In trying to find out what else the College Republicans might have been up to recently that could shed light on the Todd story, I happened on a very interesting blog entry at http://futuremajority.com/node/3040.

The entry refers to a recent op-ed by the vice-chair of the College Democrats charging that the College Republicans are essentially nothing more than a slush fund for the Republican Party. The author of the post doesn't fully accept that description, but does note that over 70% of the College Republicans' budget goes into fundraising and a substantial chunk of the rest to consultants. Only a small fraction is actually devoted to things like young voter outreach and recruiting the next generation of Republicans.

I recall that when the College Republicans got into trouble in 2004 for scamming little old ladies into signing over their life savings, we discussed their status here at DU and found that a few years earlier they'd turned themselves into a 527. In other words, this is not Karl Rove's College Republicans -- or even Jack Abramoff's. It's a very different kettle of fish.

So the blogger is right to that extent -- but I think he's wrong in dismissing today's College Republicans as nothing more than "an incredibly inefficient direct mail and telemarketing operation" and "a paper tiger with more bark than bite." The GOP isn't quite that dumb -- and the key to what they may really be up to lies in precisely those "incredibly inefficient" direct mail operations.

What I learned as a result of all that digging we did at DU in 2004 was that the real function of the legion of right-wing direct mail operations is often not so much raising money as it is to disseminate propaganda. (It's no coincidence that Karl Rove was in the direct mail fundraising business before he joined the Bush administration.)
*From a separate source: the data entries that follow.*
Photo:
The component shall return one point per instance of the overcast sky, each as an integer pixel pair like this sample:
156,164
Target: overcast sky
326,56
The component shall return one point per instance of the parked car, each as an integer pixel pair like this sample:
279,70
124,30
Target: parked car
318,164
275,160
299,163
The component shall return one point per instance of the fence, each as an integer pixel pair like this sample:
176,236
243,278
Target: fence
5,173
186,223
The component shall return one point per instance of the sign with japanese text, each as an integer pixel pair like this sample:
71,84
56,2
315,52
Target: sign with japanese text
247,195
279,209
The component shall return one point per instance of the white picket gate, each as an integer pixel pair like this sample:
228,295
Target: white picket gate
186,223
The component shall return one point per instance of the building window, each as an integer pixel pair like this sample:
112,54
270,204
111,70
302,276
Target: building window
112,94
All those "wedge" issues that predictably erupt during political campaigns -- gay marriage, illegal immigrants, even social security -- are kept alive between elections by direct mail firms sending out scare letters telling people that there is a threat! to them! and they have to act now! by sending money!
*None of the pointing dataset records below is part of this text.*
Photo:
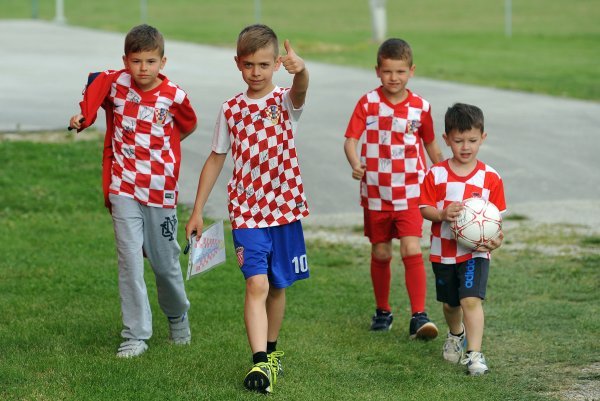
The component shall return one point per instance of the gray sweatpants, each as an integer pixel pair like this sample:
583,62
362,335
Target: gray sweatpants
155,230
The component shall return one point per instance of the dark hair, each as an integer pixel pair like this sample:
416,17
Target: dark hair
395,49
144,38
256,37
463,117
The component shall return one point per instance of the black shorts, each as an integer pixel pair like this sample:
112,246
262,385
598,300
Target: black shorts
457,281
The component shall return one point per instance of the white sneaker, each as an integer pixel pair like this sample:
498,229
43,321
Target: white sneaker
454,347
476,364
179,330
132,348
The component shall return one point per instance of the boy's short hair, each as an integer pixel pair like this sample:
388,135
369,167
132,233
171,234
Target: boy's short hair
463,117
144,38
256,37
395,49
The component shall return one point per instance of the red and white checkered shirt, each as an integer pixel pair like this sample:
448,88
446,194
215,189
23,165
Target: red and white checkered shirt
442,187
266,188
146,151
392,149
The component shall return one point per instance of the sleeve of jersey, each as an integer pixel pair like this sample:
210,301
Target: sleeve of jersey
289,106
357,124
427,196
427,132
185,116
221,142
97,88
497,194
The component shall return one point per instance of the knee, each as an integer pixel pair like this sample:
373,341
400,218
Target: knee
470,303
257,285
381,253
But the money raised in this way typically isn't actually applied to the issues mentioned in the letters. Instead, it goes right back into more direct mail solicitations. So in the long run, the only payoff from these operations is getting scary propaganda into the hands of the nation's little old ladies.
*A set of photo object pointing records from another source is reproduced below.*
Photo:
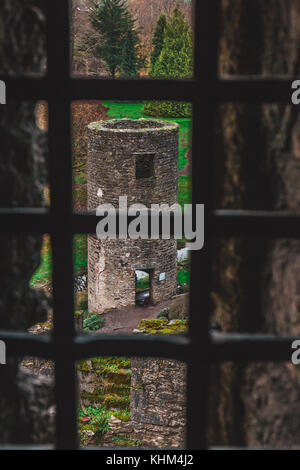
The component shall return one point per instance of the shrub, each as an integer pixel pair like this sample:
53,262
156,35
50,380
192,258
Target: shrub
93,322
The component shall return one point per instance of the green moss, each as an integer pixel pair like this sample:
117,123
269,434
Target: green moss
126,441
81,300
120,377
162,326
117,389
122,415
114,401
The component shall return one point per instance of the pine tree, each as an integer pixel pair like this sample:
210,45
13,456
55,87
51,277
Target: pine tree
112,20
158,40
175,61
130,60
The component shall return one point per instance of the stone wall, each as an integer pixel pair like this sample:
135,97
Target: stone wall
114,148
158,402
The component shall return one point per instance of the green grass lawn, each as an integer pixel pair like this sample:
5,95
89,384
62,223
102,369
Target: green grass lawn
117,110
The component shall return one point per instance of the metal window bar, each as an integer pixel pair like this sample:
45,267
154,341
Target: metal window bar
199,348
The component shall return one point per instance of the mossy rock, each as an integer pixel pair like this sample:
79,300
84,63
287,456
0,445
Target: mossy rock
120,377
117,389
81,300
114,401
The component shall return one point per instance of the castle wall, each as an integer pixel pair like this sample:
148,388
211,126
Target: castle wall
158,402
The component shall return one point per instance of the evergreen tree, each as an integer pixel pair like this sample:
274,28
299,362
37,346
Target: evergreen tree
130,60
175,61
158,40
112,20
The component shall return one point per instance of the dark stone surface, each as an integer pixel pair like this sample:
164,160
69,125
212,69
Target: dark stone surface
25,401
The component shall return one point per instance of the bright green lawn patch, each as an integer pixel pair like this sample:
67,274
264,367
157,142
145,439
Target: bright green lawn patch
185,189
80,253
116,110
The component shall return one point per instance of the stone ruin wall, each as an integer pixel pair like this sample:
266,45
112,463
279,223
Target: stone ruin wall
158,402
112,154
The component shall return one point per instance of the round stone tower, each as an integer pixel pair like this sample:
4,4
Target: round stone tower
137,159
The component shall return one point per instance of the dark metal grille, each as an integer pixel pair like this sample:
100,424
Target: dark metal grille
199,348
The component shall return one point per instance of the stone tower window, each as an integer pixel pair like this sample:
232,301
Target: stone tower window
144,165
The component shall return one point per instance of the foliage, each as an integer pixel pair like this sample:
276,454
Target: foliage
125,440
98,422
183,276
83,113
175,61
157,42
112,20
185,190
129,64
93,322
122,415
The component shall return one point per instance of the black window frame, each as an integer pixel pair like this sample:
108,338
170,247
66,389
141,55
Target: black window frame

It seems likely that this is the real business the College Republicans have been in for the last half dozen years or so. They're a propaganda outfit, pure and simple.

It would be interesting to know the exact content of some of those fundraising appeal. Is it possible that they've made a regular practice of concocting incidents like this Ashley Todd business to use in their scare letters -- and that this time things got out of hand because they tried to go public with it instead?

I do know that they've made a practice of sponsoring provocative incidents on campuses -- like an "illegal immigrant hunt" game or a prize for the best student essay on "why I am proud of my white heritage" -- whose primary purpose seems to be to provide an opportunity to play the victim card.

The racist slant of all these incidents is also interesting, since explicitly racist groups have been among the most active direct mail fundraisers in recent years -- and there are list brokers that arrange for fundraisers to sell or exchange their mailing lists, so they have a motivation for trying to appeal to one another's constituencies.

I don't know what the real answer might be about the current nature and purpose of the College Republicans. But it's clear that they're not merely a set of campus organizations -- and I think their actual operations could use some investigation.